For software developers, avoiding errors and crashes is top priority. When an application crashes, it wastes time and resources, either rolling back to the last checkpoint or starting over entirely. But in the growing realm of approximate computing, where the output of applications doesn’t need to be exactly right but just “good enough,” avoiding crashes by giving these errors the silent treatment might help save energy and time.
That’s the idea behind “Crash Skipping,” a new technique created by UChicago CS graduate Yan Verdeja Herms and assistant professor Yanjing Li for efficient error recovery in approximate computing environments. The research received the best paper award at the ACM Great Lakes Symposium on VLSI (GLSVLSI) conference held in May 2019 in Washington DC.
The approach holds promise for approximate applications used in machine learning, computer vision, data mining, and other increasingly popular functions that don’t always require precise accuracy. Following the philosophy of “perfect is the enemy of good,” Crash Skipping largely ignores errors that would normally cause the application to crash, trusting that the end result will still be acceptable.

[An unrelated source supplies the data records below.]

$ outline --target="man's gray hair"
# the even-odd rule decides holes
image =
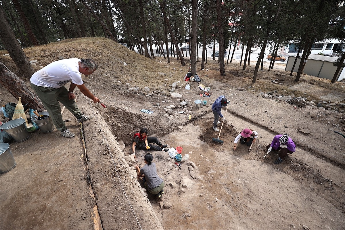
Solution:
[[[90,58],[80,59],[80,62],[81,67],[83,68],[88,68],[89,71],[95,71],[98,68],[98,65],[96,63],[96,62]]]

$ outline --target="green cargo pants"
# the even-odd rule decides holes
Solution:
[[[38,86],[31,82],[30,82],[30,85],[41,100],[58,130],[63,130],[66,128],[61,115],[61,108],[59,103],[59,101],[76,118],[81,116],[81,112],[78,108],[76,100],[74,99],[68,99],[68,91],[65,86],[58,89],[54,89],[49,87]]]

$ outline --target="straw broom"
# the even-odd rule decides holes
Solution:
[[[20,97],[18,98],[18,103],[16,106],[16,108],[14,109],[14,111],[13,113],[13,117],[12,117],[12,120],[18,119],[21,118],[25,120],[25,123],[26,123],[26,126],[28,127],[29,124],[28,123],[28,119],[26,119],[26,116],[25,115],[25,112],[24,111],[24,107],[21,103],[21,99]]]

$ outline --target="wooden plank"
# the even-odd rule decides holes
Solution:
[[[149,96],[151,96],[151,95],[153,95],[154,94],[156,94],[160,92],[160,90],[156,90],[156,91],[154,91],[152,93],[150,93],[148,94],[147,94],[145,95],[146,97],[148,97]]]

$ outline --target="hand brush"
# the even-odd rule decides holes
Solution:
[[[12,120],[18,119],[20,118],[25,120],[25,123],[26,123],[26,126],[27,127],[29,123],[28,122],[28,119],[26,118],[25,112],[24,111],[24,107],[21,103],[21,98],[20,97],[18,98],[18,103],[16,106],[16,108],[14,109],[14,111],[13,113],[13,116],[12,117]]]
[[[40,115],[36,111],[34,110],[33,111],[33,113],[37,116],[37,120],[42,120],[42,119],[44,119],[45,118],[46,118],[47,117],[49,117],[50,116],[48,116],[47,115]]]

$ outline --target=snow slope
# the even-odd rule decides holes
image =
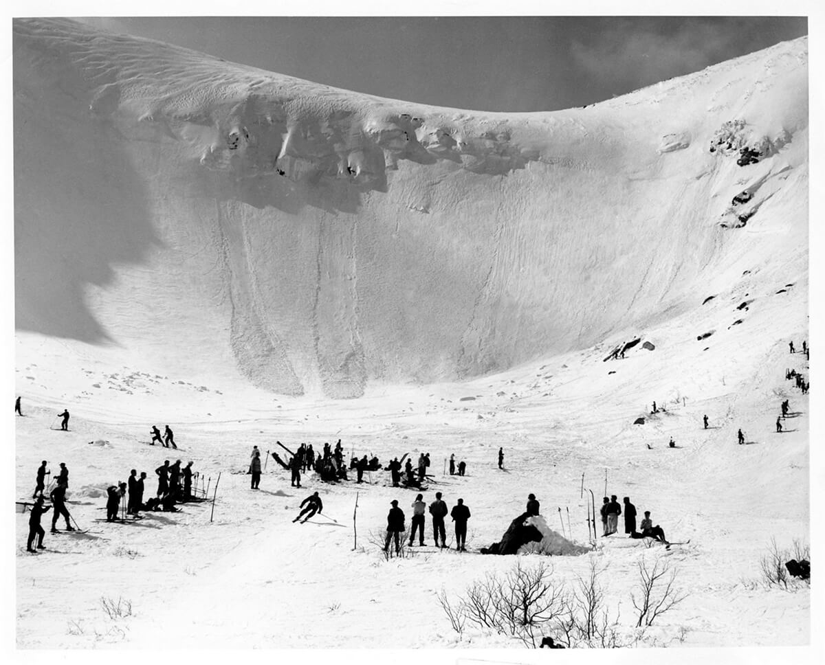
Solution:
[[[639,560],[667,557],[691,591],[641,645],[809,642],[808,592],[753,583],[771,538],[809,524],[808,397],[785,380],[808,372],[787,347],[808,327],[807,40],[512,115],[67,20],[13,26],[17,494],[41,459],[66,461],[73,514],[98,532],[30,556],[16,516],[18,646],[357,648],[367,626],[370,647],[516,647],[460,639],[434,592],[509,569],[474,552],[530,491],[587,544],[582,473],[585,497],[606,474],[608,494],[691,539],[599,539],[629,635]],[[758,161],[738,166],[742,148]],[[635,339],[654,348],[603,362]],[[67,405],[72,431],[50,429]],[[212,487],[222,473],[214,522],[203,505],[92,522],[95,488],[168,456],[145,445],[165,423]],[[248,489],[252,445],[339,437],[382,461],[430,452],[425,499],[464,499],[473,551],[384,562],[370,533],[414,494],[384,473],[298,490],[271,464]],[[442,473],[451,453],[466,476]],[[293,524],[315,489],[331,518]],[[550,560],[574,580],[588,560]],[[110,620],[101,597],[134,616]]]

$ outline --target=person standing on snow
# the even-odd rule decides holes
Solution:
[[[43,517],[43,513],[49,510],[51,506],[43,505],[43,496],[40,495],[35,499],[35,505],[31,507],[31,514],[29,515],[29,539],[26,543],[26,551],[33,552],[35,549],[31,546],[35,542],[35,537],[37,537],[37,549],[45,550],[45,546],[43,545],[43,537],[46,535],[46,532],[43,531],[43,527],[40,526],[40,517]]]
[[[615,533],[619,516],[621,514],[621,506],[616,501],[615,494],[610,495],[610,501],[607,504],[606,512],[607,513],[607,532],[608,534]]]
[[[252,485],[249,489],[257,489],[258,484],[261,482],[261,453],[257,451],[255,452],[252,461],[249,464],[249,470],[252,474]]]
[[[436,500],[430,503],[432,515],[432,536],[436,539],[436,547],[447,546],[447,534],[444,528],[444,518],[447,516],[447,504],[441,500],[441,493],[436,492]],[[441,537],[441,544],[438,544]]]
[[[415,540],[416,530],[418,531],[418,544],[424,546],[424,511],[427,509],[427,503],[422,500],[424,496],[418,494],[412,502],[412,528],[410,531],[410,547],[412,546],[412,541]]]
[[[455,549],[460,552],[466,552],[467,520],[470,518],[469,508],[464,504],[464,499],[460,499],[458,504],[453,506],[450,516],[455,522]]]
[[[535,498],[535,494],[527,495],[527,516],[535,517],[539,514],[539,501]]]
[[[390,541],[395,541],[395,554],[401,553],[401,534],[404,532],[404,512],[398,508],[397,499],[389,502],[392,506],[387,513],[387,539],[384,542],[384,551],[389,552]]]
[[[306,508],[304,508],[304,504],[306,504]],[[299,508],[301,508],[301,512],[298,513],[298,517],[292,521],[298,522],[298,520],[299,520],[305,514],[306,517],[301,520],[301,524],[303,524],[316,513],[320,513],[323,510],[323,503],[321,501],[321,497],[318,495],[318,492],[314,492],[310,496],[308,496],[301,501],[301,504]]]
[[[636,531],[636,507],[630,503],[630,497],[625,497],[622,499],[625,503],[625,533],[629,533],[631,536]]]

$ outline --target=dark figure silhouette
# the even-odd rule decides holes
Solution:
[[[46,549],[43,545],[43,537],[46,535],[46,532],[43,531],[43,527],[40,526],[40,517],[50,508],[51,506],[43,505],[42,496],[37,497],[35,500],[35,505],[31,507],[31,513],[29,515],[29,539],[26,543],[26,551],[35,551],[35,549],[31,546],[35,542],[35,536],[37,537],[37,549]]]
[[[395,554],[401,553],[401,534],[404,532],[404,512],[398,508],[398,502],[393,499],[387,513],[387,539],[384,542],[384,551],[389,551],[390,541],[395,541]]]
[[[167,448],[169,447],[168,446],[166,445],[166,443],[163,443],[163,440],[160,438],[160,430],[158,429],[157,425],[152,425],[152,429],[149,430],[149,433],[152,434],[152,440],[149,442],[150,446],[153,446],[154,443],[157,441],[158,443],[163,446],[163,447]]]
[[[464,499],[460,499],[458,505],[453,506],[450,516],[455,522],[455,549],[460,552],[466,552],[467,547],[467,520],[470,518],[469,508],[464,504]]]
[[[625,503],[625,533],[632,536],[636,531],[636,507],[630,503],[630,498],[627,496],[622,499],[622,503]]]
[[[31,495],[32,499],[36,499],[38,494],[43,496],[43,490],[46,486],[46,474],[49,473],[46,471],[47,463],[45,460],[43,460],[40,466],[37,467],[37,485],[35,487],[35,494]]]
[[[163,442],[165,443],[168,443],[169,446],[172,446],[175,450],[177,450],[177,446],[175,445],[175,435],[172,431],[169,429],[168,425],[167,425],[166,429],[163,430]],[[168,447],[168,446],[167,447]]]
[[[441,493],[436,492],[436,500],[430,503],[430,514],[432,515],[432,537],[436,540],[436,547],[447,546],[447,534],[444,528],[444,518],[447,516],[447,504],[441,500]],[[441,538],[441,544],[438,544]]]
[[[306,508],[304,508],[304,505],[306,505]],[[306,517],[301,520],[301,524],[303,524],[316,513],[320,513],[323,510],[323,502],[321,501],[321,497],[318,495],[318,492],[314,492],[311,495],[301,501],[299,508],[301,508],[301,512],[299,513],[298,517],[292,521],[298,522],[298,520],[301,519],[304,515],[306,515]]]

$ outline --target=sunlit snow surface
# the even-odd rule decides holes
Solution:
[[[771,537],[808,531],[808,397],[785,380],[808,375],[787,346],[808,326],[807,77],[800,39],[584,109],[483,114],[16,21],[16,490],[65,461],[97,532],[30,555],[16,516],[18,645],[363,647],[369,627],[370,647],[516,647],[460,640],[435,592],[509,569],[477,550],[530,492],[587,545],[606,474],[691,540],[599,538],[628,625],[640,559],[690,590],[648,644],[807,644],[808,592],[751,583]],[[636,339],[654,349],[602,362]],[[50,429],[66,407],[71,431]],[[211,488],[222,473],[214,522],[92,522],[132,468],[153,494],[167,424]],[[471,551],[384,562],[370,532],[415,495],[384,472],[296,489],[267,463],[248,489],[252,445],[338,438],[431,452],[425,500],[464,499]],[[467,475],[444,476],[451,453]],[[293,524],[315,489],[329,518]],[[545,560],[574,580],[588,560]]]

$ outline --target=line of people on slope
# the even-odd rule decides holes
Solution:
[[[655,538],[657,541],[667,544],[665,538],[665,532],[658,524],[654,527],[653,520],[650,519],[650,511],[644,511],[644,519],[639,525],[639,531],[636,531],[636,507],[630,503],[629,497],[622,499],[625,504],[625,533],[631,538]],[[603,527],[602,536],[610,536],[616,532],[619,523],[619,516],[622,514],[621,506],[616,500],[616,495],[611,494],[610,498],[604,497],[601,503],[601,525]]]
[[[153,446],[154,443],[157,441],[164,448],[172,446],[175,450],[177,450],[177,446],[175,445],[175,434],[169,429],[168,425],[165,426],[163,430],[163,438],[160,438],[160,430],[158,429],[158,425],[152,425],[152,429],[149,430],[149,433],[152,434],[152,440],[149,442],[150,446]]]

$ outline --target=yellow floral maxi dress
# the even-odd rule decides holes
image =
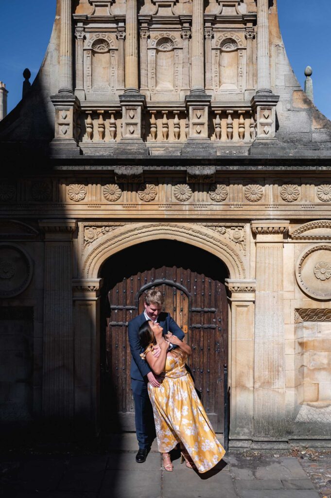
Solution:
[[[148,383],[159,451],[166,453],[182,441],[199,472],[214,467],[225,454],[216,438],[192,378],[181,357],[168,356],[160,387]]]

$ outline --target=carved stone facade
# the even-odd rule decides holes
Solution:
[[[331,124],[271,3],[58,0],[0,124],[0,321],[30,327],[25,421],[98,432],[104,268],[171,241],[227,269],[230,444],[330,437]]]

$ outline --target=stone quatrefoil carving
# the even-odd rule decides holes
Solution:
[[[157,189],[155,185],[149,183],[141,185],[138,191],[139,198],[144,202],[154,201],[157,194]]]
[[[280,196],[286,202],[294,202],[299,198],[300,190],[298,185],[284,185],[280,189]]]
[[[86,197],[87,191],[86,187],[83,185],[79,185],[77,183],[72,184],[69,186],[68,189],[68,195],[71,201],[74,201],[75,202],[79,202],[83,201]]]
[[[106,201],[115,202],[118,201],[122,195],[122,191],[116,184],[110,183],[105,185],[103,189],[104,197]]]
[[[177,201],[185,202],[192,197],[193,192],[186,184],[179,184],[174,189],[174,195]]]
[[[329,202],[331,201],[331,185],[320,185],[317,187],[316,193],[320,201]]]

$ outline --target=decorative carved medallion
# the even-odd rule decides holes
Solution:
[[[331,185],[322,185],[317,187],[317,197],[323,202],[331,201]]]
[[[261,185],[247,185],[244,189],[244,194],[247,201],[257,202],[263,197],[263,189]]]
[[[296,277],[300,287],[309,296],[331,299],[331,245],[305,249],[297,263]]]
[[[120,198],[122,195],[122,191],[116,184],[110,183],[105,185],[103,189],[103,193],[106,201],[115,202]]]
[[[0,244],[0,297],[17,296],[29,285],[32,274],[30,256],[15,244]]]
[[[212,185],[209,191],[209,196],[212,201],[221,202],[225,201],[228,195],[227,187],[226,185],[215,184]]]
[[[319,280],[329,280],[331,277],[331,265],[325,261],[321,261],[315,266],[314,272]]]
[[[189,186],[186,184],[180,184],[174,189],[174,195],[177,201],[184,202],[188,201],[192,196],[193,192]]]
[[[79,202],[83,201],[86,197],[87,191],[85,185],[74,184],[69,185],[68,189],[68,195],[71,201]]]
[[[35,182],[31,187],[31,196],[34,201],[45,202],[51,200],[51,185],[48,182]]]
[[[139,198],[144,202],[154,201],[157,194],[157,189],[155,186],[149,183],[142,184],[138,191]]]
[[[295,323],[303,322],[331,322],[331,309],[330,308],[299,308],[294,313]]]
[[[16,193],[15,186],[11,183],[0,183],[0,201],[11,201]]]
[[[280,195],[283,201],[286,202],[294,202],[300,195],[300,191],[298,185],[284,185],[280,189]]]

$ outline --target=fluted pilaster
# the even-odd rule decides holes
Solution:
[[[191,93],[205,93],[204,0],[194,0],[192,14]]]
[[[138,92],[137,0],[126,0],[125,92]]]
[[[61,0],[59,93],[73,93],[71,14],[71,0]]]
[[[271,93],[269,53],[269,0],[257,0],[257,91]]]

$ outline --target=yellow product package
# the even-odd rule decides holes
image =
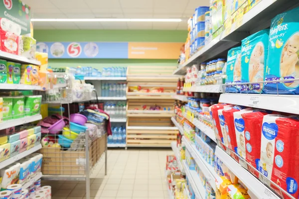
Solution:
[[[217,176],[216,178],[216,199],[227,199],[228,186],[233,183],[226,177]]]
[[[250,199],[250,196],[241,185],[229,185],[227,193],[227,199]]]
[[[31,85],[37,86],[38,85],[38,71],[39,71],[39,67],[37,66],[32,66],[32,70],[31,71]]]

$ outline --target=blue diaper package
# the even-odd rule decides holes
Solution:
[[[228,51],[226,67],[226,84],[239,83],[241,82],[241,46],[233,48]],[[240,92],[240,87],[227,86],[227,93]]]
[[[261,30],[242,40],[241,55],[242,83],[263,82],[268,59],[269,29]],[[263,84],[242,85],[241,92],[260,93]]]
[[[299,7],[283,12],[271,21],[265,81],[299,78]],[[266,83],[268,94],[299,95],[299,81]]]

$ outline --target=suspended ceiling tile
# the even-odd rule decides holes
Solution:
[[[127,23],[130,30],[151,30],[152,28],[152,22],[130,22]]]
[[[120,0],[123,8],[152,8],[152,0]]]
[[[30,6],[32,9],[38,8],[56,8],[56,7],[49,0],[23,0],[22,1]]]
[[[50,0],[59,9],[61,8],[88,8],[88,5],[83,0]]]
[[[91,8],[120,8],[119,0],[86,0],[86,4]]]

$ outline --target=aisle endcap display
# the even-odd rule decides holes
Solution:
[[[216,148],[215,155],[245,185],[255,197],[258,199],[280,199],[254,176],[218,146]]]

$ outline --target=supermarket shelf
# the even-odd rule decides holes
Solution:
[[[127,80],[126,77],[86,77],[84,80]]]
[[[299,112],[299,97],[291,95],[226,93],[220,95],[219,102],[290,113]]]
[[[35,176],[30,179],[29,182],[25,183],[24,185],[22,186],[22,188],[23,189],[27,189],[30,185],[32,185],[34,182],[41,178],[42,177],[42,174],[41,172],[39,172],[39,173],[37,174]]]
[[[179,170],[182,172],[184,172],[184,168],[183,168],[183,166],[182,165],[182,163],[180,161],[180,155],[179,155],[179,151],[178,151],[178,149],[176,146],[176,142],[171,142],[171,148],[172,149],[172,151],[174,153],[174,155],[176,157],[176,160],[177,161],[177,164],[178,165],[178,168]]]
[[[177,130],[176,127],[170,126],[128,126],[127,130]]]
[[[185,160],[182,161],[182,164],[186,173],[186,176],[188,177],[191,187],[194,192],[195,198],[205,199],[205,189],[202,186],[197,173],[195,170],[190,170],[189,169]]]
[[[5,60],[10,60],[16,62],[19,62],[22,64],[40,66],[40,62],[38,61],[29,59],[23,56],[13,55],[3,51],[0,51],[0,58],[5,59]]]
[[[214,191],[217,192],[215,180],[217,175],[214,170],[213,167],[208,164],[201,155],[199,154],[199,152],[196,149],[194,145],[191,144],[190,142],[186,139],[185,136],[183,136],[182,141],[185,143],[186,147],[188,149],[188,150],[191,154],[192,157],[195,160],[196,164],[198,165],[200,170],[202,172],[203,175],[204,175]]]
[[[280,198],[267,188],[259,180],[245,169],[224,151],[217,146],[215,155],[250,190],[258,199],[279,199]],[[252,196],[251,196],[253,198]]]
[[[171,121],[172,121],[172,122],[173,122],[173,124],[174,124],[175,126],[176,126],[176,127],[178,128],[178,131],[179,131],[180,134],[183,135],[184,135],[184,129],[183,128],[182,126],[181,126],[180,125],[179,125],[178,122],[177,122],[176,121],[174,117],[171,117]]]
[[[98,97],[99,100],[127,100],[126,97]]]
[[[38,151],[40,149],[41,149],[41,144],[39,144],[37,146],[33,147],[29,150],[27,150],[27,151],[20,153],[13,157],[0,162],[0,169],[4,168],[6,166],[8,166],[16,161],[17,161],[18,160],[27,156],[29,154],[31,154],[31,153],[34,153],[35,151]]]
[[[107,144],[108,147],[126,147],[126,144]]]
[[[184,75],[186,67],[219,57],[250,34],[269,27],[274,17],[287,9],[298,6],[299,2],[298,0],[260,1],[243,15],[240,19],[242,21],[239,20],[233,24],[230,30],[223,31],[180,66],[173,75]]]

“The notion of allowing detected errors to propagate unchecked seemed strange, because one generally tries to avoid them. But sometimes starting with an aggressive sounding solution can yield pleasantly surprising results,” said Verdeja Herms. “If the goal of approximate computing is to relax reliability to achieve performance and energy efficiency benefits, crashes actually occur much more frequently than unacceptable outputs. We show that novel ways to handle crashes can provide large benefits.”